"Dilaporkan bahwa akan terjadi badai dari arah barat menuju ke arah Swedia dengan kecepatan sekitar 20 km/jam. Diperkirakan badai ini akan melintas dalam kurun waktu satu hari. Pemerintah menghimbau agar masyarakat pergi ke tampat yang aman demi keselamatan masing-masing dan berlindung di ruangan bawah tanah."
"Ini tidak bagus." Isla mencebikkan bibirnya. Maria yang duduk tepat di sebelahnya hanya memandangi layar TV sebelum akhirnya wanita itu membuang napasnya pelan.
"Ingat, Isla. Jangan pergi ke mana pun mulai nanti malam dan tetaplah berada di rumah. Kita akan berlindung di ruang bawah tanah," ujar Maria.
Isla mendengkus pelan, "Aku benci musim panas kali ini. Kita bahkan seperti tak diizinkan liburan di pertengahan tahun ini. Padahal tahun-tahun sebelumnya tak pernah seperti ini," ujarnya.
"Mungkin jika besok pagi badai itu benar-benar akan mengamuk saat sampai di negeri ini, semua sekolah kemungkinan akan diliburkan." Maria membawa gelas-gelas kotor yang ada di meja dan membawanya kembali ke dapur untuk segera dicuci.

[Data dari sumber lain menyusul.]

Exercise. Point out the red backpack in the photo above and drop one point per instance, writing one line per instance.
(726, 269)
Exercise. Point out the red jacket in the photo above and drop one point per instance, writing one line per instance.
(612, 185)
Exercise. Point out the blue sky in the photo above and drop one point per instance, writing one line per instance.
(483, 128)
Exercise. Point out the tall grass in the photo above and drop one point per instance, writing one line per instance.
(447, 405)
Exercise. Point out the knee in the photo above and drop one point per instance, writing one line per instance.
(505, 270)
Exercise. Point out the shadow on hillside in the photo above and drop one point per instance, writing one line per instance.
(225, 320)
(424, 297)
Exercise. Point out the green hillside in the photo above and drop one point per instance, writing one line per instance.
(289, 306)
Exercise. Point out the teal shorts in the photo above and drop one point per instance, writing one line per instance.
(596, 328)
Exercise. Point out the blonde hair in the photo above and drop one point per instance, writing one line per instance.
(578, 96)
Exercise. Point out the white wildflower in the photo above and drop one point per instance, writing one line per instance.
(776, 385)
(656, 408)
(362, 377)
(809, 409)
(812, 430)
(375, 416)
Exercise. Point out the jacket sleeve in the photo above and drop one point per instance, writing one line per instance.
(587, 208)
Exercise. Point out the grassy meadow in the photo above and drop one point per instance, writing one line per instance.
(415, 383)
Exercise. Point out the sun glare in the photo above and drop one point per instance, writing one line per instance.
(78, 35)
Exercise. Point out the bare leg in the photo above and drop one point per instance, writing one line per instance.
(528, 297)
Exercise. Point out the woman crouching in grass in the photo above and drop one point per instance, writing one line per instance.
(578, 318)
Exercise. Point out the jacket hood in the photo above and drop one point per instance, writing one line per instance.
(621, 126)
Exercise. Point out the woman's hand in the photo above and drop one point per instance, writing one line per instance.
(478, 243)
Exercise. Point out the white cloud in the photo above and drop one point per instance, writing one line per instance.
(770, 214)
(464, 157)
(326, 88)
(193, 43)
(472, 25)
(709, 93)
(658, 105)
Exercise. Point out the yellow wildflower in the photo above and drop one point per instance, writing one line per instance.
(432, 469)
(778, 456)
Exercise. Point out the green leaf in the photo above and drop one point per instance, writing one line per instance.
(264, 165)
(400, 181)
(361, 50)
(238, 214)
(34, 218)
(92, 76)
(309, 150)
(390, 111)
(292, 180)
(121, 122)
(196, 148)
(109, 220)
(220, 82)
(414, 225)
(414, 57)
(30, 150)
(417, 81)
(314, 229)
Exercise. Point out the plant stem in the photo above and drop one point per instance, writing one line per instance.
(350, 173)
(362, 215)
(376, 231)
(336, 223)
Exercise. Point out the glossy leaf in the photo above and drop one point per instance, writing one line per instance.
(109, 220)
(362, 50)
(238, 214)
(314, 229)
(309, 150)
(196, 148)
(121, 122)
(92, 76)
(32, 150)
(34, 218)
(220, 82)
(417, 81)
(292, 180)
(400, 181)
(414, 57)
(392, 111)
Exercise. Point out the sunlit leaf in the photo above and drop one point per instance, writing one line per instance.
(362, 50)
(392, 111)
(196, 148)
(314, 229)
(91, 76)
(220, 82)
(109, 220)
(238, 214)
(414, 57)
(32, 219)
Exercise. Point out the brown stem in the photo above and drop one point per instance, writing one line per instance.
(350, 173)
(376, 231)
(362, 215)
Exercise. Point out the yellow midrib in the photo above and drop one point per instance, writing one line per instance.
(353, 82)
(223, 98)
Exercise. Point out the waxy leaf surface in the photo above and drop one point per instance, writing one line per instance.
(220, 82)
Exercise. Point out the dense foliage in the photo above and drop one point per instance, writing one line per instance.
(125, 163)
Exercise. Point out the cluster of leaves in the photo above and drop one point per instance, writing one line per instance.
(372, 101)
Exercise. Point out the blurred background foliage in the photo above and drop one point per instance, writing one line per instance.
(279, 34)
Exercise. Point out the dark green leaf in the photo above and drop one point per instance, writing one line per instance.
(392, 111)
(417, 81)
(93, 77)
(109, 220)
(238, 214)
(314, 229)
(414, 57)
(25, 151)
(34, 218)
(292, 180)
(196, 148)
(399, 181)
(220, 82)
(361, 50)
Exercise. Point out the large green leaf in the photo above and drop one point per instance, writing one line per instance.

"Tidak bisakah kita pergi ke Angelholm, Ibu? Rasanya aku takut jika berada di sini. Yah, berita itu memang tak selalu akurat seratus persen tapi perasaanku mendadak tak enak. Bagaimana jika rumah kita hancur?" ujar Isla tanpa mengubah posisi duduknya.
"Jangan berkata yang tidak-tidak dan tetaplah berdoa kepada Tuhan, Isla. Lagi pula kita tidak ada waktu ke Angelholm sekarang dan lagi hari sudah menjelang malam, kau sendiri tahu kan, kalau beberapa hari terakhir ini cuaca di sini sedang menggila dan abnormal. Lagi pula kau dan Rhys masih dalam masa pemulihan." Maria mulai menyabuni satu per satu peralatan makan yang berada di dalam wastafel.
Sementara itu di sofa, Isla memeluk kedua lututnya dan gadis itu menatap lurus ke arah TV selama beberapa saat, sebelum akhirnya ia membuang pandangannya ke arah seorang pria yang terlihat masih tertidur pulas di dekat perapian sejak tadi siang.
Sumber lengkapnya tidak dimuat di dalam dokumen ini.